"AS" opisuje szczegóły kolacji szefów Borussii i Realu przed rewanżowym meczem. Właśnie wtedy Hans-Joachim Watzke, prezydent niemieckiego klubu, miał przyznać Florentino Perezowi, sternikowi "Królewskich", że jest pogodzony z odejściem Lewandowskiego. Watzke wyjawił Perezowi, że Bayern mocno naciska na transfer, ale zapewnił też, że żadne ustalenia nie zapadły. Niemiec miał zasugerować Hiszpanowi, że Borussia chętniej sprzedałaby Polaka Realowi, aby nie wzmacniać rywala w walce o mistrzostwo Niemiec. "AS" twierdzi nawet, że Watzke zapewnił Pereza, że cena za Polaka dla Realu byłaby o pięć milionów euro niższa niż dla Bayernu!

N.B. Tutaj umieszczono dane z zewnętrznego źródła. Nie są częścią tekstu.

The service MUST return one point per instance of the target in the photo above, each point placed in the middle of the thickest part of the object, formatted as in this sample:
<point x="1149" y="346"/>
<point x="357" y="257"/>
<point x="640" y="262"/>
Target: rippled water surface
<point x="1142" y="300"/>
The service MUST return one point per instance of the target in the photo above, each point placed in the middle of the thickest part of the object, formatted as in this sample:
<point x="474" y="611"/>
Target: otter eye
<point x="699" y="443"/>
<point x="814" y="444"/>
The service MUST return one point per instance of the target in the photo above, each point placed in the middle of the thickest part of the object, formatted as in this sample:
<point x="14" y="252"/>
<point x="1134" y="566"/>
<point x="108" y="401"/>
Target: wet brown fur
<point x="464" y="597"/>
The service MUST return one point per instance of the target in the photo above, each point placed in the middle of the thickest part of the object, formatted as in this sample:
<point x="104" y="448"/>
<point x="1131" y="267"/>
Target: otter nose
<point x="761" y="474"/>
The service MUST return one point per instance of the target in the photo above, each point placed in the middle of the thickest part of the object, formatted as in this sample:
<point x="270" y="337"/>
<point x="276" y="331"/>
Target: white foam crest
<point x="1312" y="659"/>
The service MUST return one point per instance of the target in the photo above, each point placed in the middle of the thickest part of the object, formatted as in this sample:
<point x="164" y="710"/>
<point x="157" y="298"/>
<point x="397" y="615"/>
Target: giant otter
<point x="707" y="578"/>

Coś może być na rzeczy, bo wczoraj kilka innych hiszpańskich dzienników ogłosiło odejście z Realu tego lata Gonzalo Higuaina. Zdaniem wielu Lewandowski byłby idealnym następcą Argentyńczyka. Inna sprawa, że apetyt na Polaka rośnie też w Barcelonie. Zdaniem głosujących w ankiecie dziennika "El Mundo Deportivo" Duma Katalonii powinna kupić latem dwóch napastników: Neymara i właśnie Lewandowskiego. W grze o "Lewego" są więc wszyscy giganci światowego futbolu, którzy z dużą uwagą będą śledzić jego występ w sobotnim hicie Bundesligi Borussia - Bayern.
Choć Polak jest mocno poobijany, to byłoby dobrze, gdyby zagrał, bo przez to, że
Klopp oszczędzał go w ostatnich ligowych meczach, jego przewaga nad Stefanem Kiesslingiem z Bayeru w klasyfikacji strzelców wynosi tylko jedno trafienie (23-22). I choć wagę meczu pomniejsza fakt, że rozstrzygnięcia w Bundeslidze już zapadły, to jednak wszyscy będą się przyglądać uważnie obu drużynom, bo to próba generalna przed finałem Ligi Mistrzów (25 maja w Londynie).